Uang Tunai Ratusan Juta Ditemukan di Rumah Tersangka
KPK juga menemukan uang tunai Rp 231 juta di rumah Akhirun. Jumlah ini bagian dari Rp 2 miliar yang sempat ditarik Akhirun dan anaknya, Rayhan.
“Ini merupakan bagian dari Rp 2 miliar yang telah saya sampaikan di awal, kita memonitor ada penarikan Rp 2 miliar yang dilakukan KIR dan RAY dan disalurkan kepada beberapa tempat, sisanya Rp 231 juta yang kita temukan di rumah KIR,” kata Asep.
Selain Topan, empat orang lainnya ditetapkan sebagai tersangka, yakni Rasuli Efendi Siregar (Kepala UPTD Gunung Tua), Heliyanto (PPK Satker PJN Wilayah I Sumut), Akhirun Pilang (Dirut PT DNG), dan Rayhan Pilang (Dirut PT RN). Mereka ditahan di Rutan KPK hingga 17 Juli 2025.

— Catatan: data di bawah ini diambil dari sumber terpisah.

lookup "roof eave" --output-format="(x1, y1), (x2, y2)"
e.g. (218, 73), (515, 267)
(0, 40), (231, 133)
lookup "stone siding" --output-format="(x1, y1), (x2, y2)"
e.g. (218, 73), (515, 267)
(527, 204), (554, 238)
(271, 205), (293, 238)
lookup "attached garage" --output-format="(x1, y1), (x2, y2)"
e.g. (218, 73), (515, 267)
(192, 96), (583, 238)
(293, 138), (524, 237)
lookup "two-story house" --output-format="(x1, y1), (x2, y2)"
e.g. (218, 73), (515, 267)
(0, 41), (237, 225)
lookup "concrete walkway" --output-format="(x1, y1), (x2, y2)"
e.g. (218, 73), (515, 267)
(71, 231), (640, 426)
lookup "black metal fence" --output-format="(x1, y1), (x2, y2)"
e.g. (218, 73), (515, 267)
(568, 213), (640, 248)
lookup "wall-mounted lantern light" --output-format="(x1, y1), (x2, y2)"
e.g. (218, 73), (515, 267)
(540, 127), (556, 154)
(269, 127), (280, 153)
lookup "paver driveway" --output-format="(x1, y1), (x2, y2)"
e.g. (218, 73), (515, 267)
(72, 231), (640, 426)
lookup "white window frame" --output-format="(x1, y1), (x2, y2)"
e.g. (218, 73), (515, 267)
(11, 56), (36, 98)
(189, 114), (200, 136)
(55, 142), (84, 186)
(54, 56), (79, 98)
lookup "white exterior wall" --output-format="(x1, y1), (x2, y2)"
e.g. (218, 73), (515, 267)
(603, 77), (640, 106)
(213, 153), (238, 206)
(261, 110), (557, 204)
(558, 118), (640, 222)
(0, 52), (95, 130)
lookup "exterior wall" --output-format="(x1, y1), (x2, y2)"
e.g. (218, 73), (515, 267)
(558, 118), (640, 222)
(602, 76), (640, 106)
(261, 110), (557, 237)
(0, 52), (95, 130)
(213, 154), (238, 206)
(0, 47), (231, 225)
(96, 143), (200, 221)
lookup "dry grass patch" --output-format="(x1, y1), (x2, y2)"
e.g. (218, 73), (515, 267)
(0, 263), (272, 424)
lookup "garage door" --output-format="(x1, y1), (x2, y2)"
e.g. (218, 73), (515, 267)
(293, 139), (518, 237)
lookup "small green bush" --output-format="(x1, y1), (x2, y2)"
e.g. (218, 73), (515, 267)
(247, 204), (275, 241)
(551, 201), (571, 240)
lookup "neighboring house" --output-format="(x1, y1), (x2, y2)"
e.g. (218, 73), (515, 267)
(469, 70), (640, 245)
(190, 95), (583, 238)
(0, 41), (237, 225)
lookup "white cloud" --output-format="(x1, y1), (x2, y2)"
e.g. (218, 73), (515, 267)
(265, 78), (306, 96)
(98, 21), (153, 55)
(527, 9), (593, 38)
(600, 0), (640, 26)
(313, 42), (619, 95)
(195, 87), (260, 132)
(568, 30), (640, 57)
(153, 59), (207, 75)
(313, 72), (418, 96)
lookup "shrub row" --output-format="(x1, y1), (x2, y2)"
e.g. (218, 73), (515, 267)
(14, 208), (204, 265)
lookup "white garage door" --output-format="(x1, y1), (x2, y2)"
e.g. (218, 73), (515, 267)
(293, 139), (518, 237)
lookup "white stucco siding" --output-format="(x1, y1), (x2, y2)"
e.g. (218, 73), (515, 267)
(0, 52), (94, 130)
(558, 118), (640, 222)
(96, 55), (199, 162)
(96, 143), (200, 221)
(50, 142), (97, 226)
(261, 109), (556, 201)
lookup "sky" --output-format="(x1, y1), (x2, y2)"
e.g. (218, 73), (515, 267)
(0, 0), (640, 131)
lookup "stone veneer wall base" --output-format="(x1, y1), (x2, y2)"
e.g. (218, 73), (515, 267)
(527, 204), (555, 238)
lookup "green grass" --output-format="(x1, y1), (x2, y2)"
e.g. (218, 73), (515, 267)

KPK membuka peluang memeriksa Gubernur Sumatera Utara, Bobby Nasution, dalam kasus ini. Asep mengatakan pihaknya akan menelusuri seluruh aliran uang, termasuk berkoordinasi dengan PPATK.
“Tentu kami akan panggil, akan kami minta keterangan, apa dan bagaimana sehingga uang ini bisa sampai kepada yang bersangkutan (tersangka),” tegas Asep, di lokasi yang sama.
Aset kekayaan Topan juga turut disorot. Berdasarkan LHKPN yang dilaporkan ke KPK, Topan memiliki total kekayaan sebesar Rp 4,9 miliar. Rinciannya, empat bidang tanah dan bangunan senilai Rp 2 miliar di Kota Medan, dua mobil (Innova dan Land Cruiser) senilai Rp 580 juta, harta bergerak lainnya Rp 86,5 juta, dan kas Rp 2,2 miliar. Topan tidak memiliki utang.
Jika dikonversi, dugaan suap sebesar Rp 8 miliar setara sekitar 480 ribu dolar AS (kurs Rp 16.700 per dolar AS), lebih besar dari total harta yang dilaporkannya. KPK menyebut pengusutan kasus ini masih akan berkembang.